Еще находясь в Париже, Каржавин откровенно тяготился службой в Коллегии и своим положением при миссии, где к тому же сумел нажить себе недругов, распространявших о нем неблагоприятные слухи. Постоянно оправдываясь перед отцом, он писал, что готов стать кем угодно, буквально «чистильщиком сапог», лишь бы не служить в Коллегии или канцелярии, где достаточно настрадался «от людей, которые подвизаются при министрах и вельможах»126. Положение осложнялось хроническим безденежьем: жалование, причитавшееся студенту Парижской миссии, подолгу задерживалось127, к тому же из него вычиталось по 100 рублей в счет долга его бывшему опекуну Эриссану128. Старший сын и наследник богатого купца с трудом сводил концы с концами, чтобы оплатить свои долги: «<…> продал я все вплоть до постели, а сам спал в течение 3‐х месяцев на соломе», – писал он отцу, рассчитывая найти у него сочувствие и поддержку129. Возможно, порой он и сгущал краски, но сомневаться, что жизнь его в Париже была нелегкой, не приходится.
Последние два парижских года были в материальном отношении особенно трудными; почти в каждом письме Каржавин просил отца вызвать его в Россию.

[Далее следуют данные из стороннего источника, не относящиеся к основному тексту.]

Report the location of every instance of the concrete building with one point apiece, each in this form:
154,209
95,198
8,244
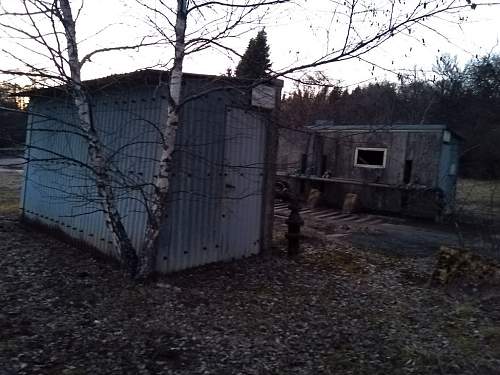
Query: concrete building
407,169
220,201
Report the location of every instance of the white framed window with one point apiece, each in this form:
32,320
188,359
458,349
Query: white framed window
370,157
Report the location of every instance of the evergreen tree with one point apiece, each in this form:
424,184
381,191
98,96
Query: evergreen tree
255,61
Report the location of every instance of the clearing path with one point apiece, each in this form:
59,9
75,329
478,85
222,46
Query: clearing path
391,235
331,310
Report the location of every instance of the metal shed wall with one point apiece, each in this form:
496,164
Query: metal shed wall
59,193
212,155
58,190
381,189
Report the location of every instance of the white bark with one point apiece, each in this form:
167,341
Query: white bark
147,254
120,238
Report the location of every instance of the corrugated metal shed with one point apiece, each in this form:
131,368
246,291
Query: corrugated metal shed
218,178
416,172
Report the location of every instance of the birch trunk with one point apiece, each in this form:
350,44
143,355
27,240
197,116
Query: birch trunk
121,240
147,253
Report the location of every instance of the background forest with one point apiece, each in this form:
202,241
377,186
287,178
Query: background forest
466,99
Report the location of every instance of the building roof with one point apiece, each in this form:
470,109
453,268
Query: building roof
146,77
325,126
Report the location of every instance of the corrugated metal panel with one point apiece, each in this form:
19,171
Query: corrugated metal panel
62,194
244,171
207,220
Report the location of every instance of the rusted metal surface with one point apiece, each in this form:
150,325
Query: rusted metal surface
216,199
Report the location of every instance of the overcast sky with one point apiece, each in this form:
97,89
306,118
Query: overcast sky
297,33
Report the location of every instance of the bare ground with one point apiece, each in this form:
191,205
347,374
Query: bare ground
335,309
332,310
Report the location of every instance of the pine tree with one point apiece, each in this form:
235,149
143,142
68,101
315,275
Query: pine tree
255,62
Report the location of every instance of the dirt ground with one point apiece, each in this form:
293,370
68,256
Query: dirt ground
335,309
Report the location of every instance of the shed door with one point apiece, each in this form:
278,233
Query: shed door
243,183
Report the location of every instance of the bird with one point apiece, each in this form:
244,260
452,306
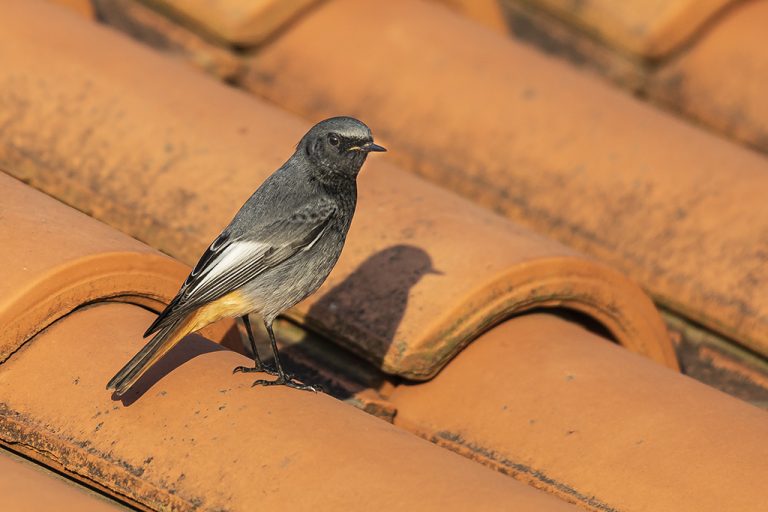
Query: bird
278,249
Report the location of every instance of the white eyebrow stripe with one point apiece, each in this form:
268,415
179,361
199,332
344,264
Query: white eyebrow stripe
231,258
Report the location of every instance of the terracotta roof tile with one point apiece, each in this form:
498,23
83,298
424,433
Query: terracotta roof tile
554,149
720,80
648,29
200,438
237,22
146,24
171,169
55,259
548,402
28,488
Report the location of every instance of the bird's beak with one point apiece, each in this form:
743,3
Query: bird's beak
368,148
373,147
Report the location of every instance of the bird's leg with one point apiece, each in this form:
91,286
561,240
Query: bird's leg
282,377
258,364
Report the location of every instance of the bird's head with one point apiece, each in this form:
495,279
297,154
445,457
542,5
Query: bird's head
338,145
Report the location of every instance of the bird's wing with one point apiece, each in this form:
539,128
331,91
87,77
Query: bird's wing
231,261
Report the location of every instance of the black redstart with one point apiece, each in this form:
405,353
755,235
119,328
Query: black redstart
278,249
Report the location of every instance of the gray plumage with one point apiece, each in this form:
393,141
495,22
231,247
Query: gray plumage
278,249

А зимой 1764 года сообщал о якобы полученном предложении сопровождать маркиза де Боссе, назначенного посланником в Санкт-Петербург. В результате от предложения – «с условиями выгодными и почетными для меня» (!) – он вынужден был отказаться, поскольку побоялся возвращаться «без официального вызова»130. Еще через год он буквально молил отца: «Отчаяние, в которое повергает меня нищета, принуждает меня просить вас немедленно вызвать меня в Россию»131. Наконец, 21 января 1765 года из Коллегии поступил рескрипт, предписывающий «немедля отправить в Санктпетербург студента Федора Каржавина на первых из Франции выходящих кораблях»132. В мае князь Д. А. Голицын смог отчитаться об исполнении:
<…> отправил я уже отсюда студента Федора Каржавина <…> Ныне пребывает он еще в Руане, ожидая отхода корабля, которой пойдет в море чрез несколько дней. На том же судне имеет також возвратится бывшей здесь и в Италии для обучения архитектуре Божанов133.

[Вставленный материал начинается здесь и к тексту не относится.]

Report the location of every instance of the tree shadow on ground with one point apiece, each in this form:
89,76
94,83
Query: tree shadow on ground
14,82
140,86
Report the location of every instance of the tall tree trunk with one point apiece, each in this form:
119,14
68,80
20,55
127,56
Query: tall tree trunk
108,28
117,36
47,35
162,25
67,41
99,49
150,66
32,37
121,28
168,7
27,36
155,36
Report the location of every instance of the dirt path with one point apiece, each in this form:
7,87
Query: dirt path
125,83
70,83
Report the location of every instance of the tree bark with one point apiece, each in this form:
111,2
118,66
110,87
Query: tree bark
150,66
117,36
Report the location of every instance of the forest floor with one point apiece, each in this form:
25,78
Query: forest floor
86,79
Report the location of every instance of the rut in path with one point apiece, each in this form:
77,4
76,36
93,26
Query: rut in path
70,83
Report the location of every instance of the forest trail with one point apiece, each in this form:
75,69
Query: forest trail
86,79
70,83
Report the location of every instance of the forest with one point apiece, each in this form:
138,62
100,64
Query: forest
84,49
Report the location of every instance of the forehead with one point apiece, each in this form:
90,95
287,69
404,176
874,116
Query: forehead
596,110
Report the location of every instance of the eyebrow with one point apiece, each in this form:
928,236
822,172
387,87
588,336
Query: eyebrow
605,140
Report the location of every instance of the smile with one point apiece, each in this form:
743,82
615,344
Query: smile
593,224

Ил. 11. Картуш перед казнью в тюрьме Консьержери (1721)
В России (1765–1773)
20 июля 1765 года двадцатилетний Каржавин вернулся в Санкт-Петербург и, как уже упоминалось, почти сразу по прибытии испросил в Коллегии годовой отпуск «для обучения российского языка», забытого им за тринадцать лет пребывания во Франции134. Видимо, сначала в учебных целях он взялся копировать «Прохладный Вертоград», рукописный лечебник, принадлежавший «полицейскому асессору Ф. Ф. Вындомскому», но успел переписать только 73 листа, «потому что воспотребовали назад оный лечебник»135. Тогда же он предпринял перевод жизнеописания парижского разбойника Картуша (ил. 11)136 – выбор для упражнения в русском языке, казалось бы, странный. Однако можно предположить, что двигал им не столько вкус к авантюрной тематике, сколько коммерческий расчет: соотечественникам Каржавина еще только предстояло познакомиться с этим французским бестселлером, породившим шквал литературной продукции по всей Европе137. Впрочем, расчет, видимо, не оправдался, а рукопись перевода в настоящее время считается утраченной138.

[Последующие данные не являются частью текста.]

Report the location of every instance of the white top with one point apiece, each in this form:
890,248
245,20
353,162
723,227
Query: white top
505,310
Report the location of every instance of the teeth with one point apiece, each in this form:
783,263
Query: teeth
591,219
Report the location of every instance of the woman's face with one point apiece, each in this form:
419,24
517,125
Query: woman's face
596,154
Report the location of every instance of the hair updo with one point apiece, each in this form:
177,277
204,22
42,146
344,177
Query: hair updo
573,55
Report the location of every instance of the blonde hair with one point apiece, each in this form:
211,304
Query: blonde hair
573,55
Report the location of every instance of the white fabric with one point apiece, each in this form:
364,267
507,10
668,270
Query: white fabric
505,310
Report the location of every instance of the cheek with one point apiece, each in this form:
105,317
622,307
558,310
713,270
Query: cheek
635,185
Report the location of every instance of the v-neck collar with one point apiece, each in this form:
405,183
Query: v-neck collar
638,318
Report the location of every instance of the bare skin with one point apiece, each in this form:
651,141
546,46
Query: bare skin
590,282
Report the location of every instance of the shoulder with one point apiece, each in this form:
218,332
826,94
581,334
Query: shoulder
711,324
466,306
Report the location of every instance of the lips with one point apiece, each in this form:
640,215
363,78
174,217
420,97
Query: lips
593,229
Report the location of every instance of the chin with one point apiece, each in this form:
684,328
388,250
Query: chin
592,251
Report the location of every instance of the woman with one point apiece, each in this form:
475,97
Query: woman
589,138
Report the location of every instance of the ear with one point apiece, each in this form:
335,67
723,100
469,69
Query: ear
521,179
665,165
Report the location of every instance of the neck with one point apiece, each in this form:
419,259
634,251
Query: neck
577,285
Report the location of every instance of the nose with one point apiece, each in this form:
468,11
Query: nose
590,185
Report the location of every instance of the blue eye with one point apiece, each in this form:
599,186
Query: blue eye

Продолжать службу в Коллегии иностранных дел Каржавин явно не планировал и через год подал прошение об отставке, в котором признавался, что «выучить фундаментально благоискусство российского языка и спознать все [его] совершенство» ему не удалось139. Не видя для себя в Коллегии достойного применения знаниям, приобретенным во Франции, он предпочел стать преподавателем французского языка в семинарии Троице-Сергиевой лавры. Прошение было удовлетворено; при увольнении «студента Коржавина» удостоили низшим чином коллежского актуариуса140. Мотивы столь поспешного каржавинского шага нам доподлинно неизвестны. Сам он через 22 года изложил свою версию увольнения из Коллегии в официальной автобиографии:
<…> убежденный отцем моим, получил в 1766 г. увольнение от оной колегии вовсе, с чином колежскаго актуариуса, но как желание отца моего, при увольнении моем из колегии, было такое, чтобы сделать меня купцом, а чин офицерской не позволял уже мне быть таковым, того ради старался я сделать себя полезным, по знанию моему <…>141
За этой, казалось бы, обычной житейской коллизией просматривается глубокий культурный, социальный и поколенческий конфликт, имевший для Каржавина самые серьезные последствия. Противостояние между отцом и сыном зрело неуклонно по мере того, как расходились их представления о жизни. Василий Никитич, на самом деле трогательно любивший своего первенца142, не мог не почувствовать перемен, происходящих с ним на чужбине. Но по-настоящему забил тревогу он только после возвращения своего младшего брата Ерофея Никитича, о котором с обидой писал Федору: «увидя себя против меня в лутчем градусе, начел [он] меня пренебрегать»143. Из опасения, как бы подобные перемены не произошли и с «Федюшей», заранее предупреждал: «ежели <…> меня презирать станешь, то <…> ты мне не сын, а я тебе не отец»144. Предчувствия оправдались, когда вернувшийся из Парижа сын восстал против родительской воли, отказавшись идти по коммерческой части, и предпочел «вступить в московские школы» профессором французского языка.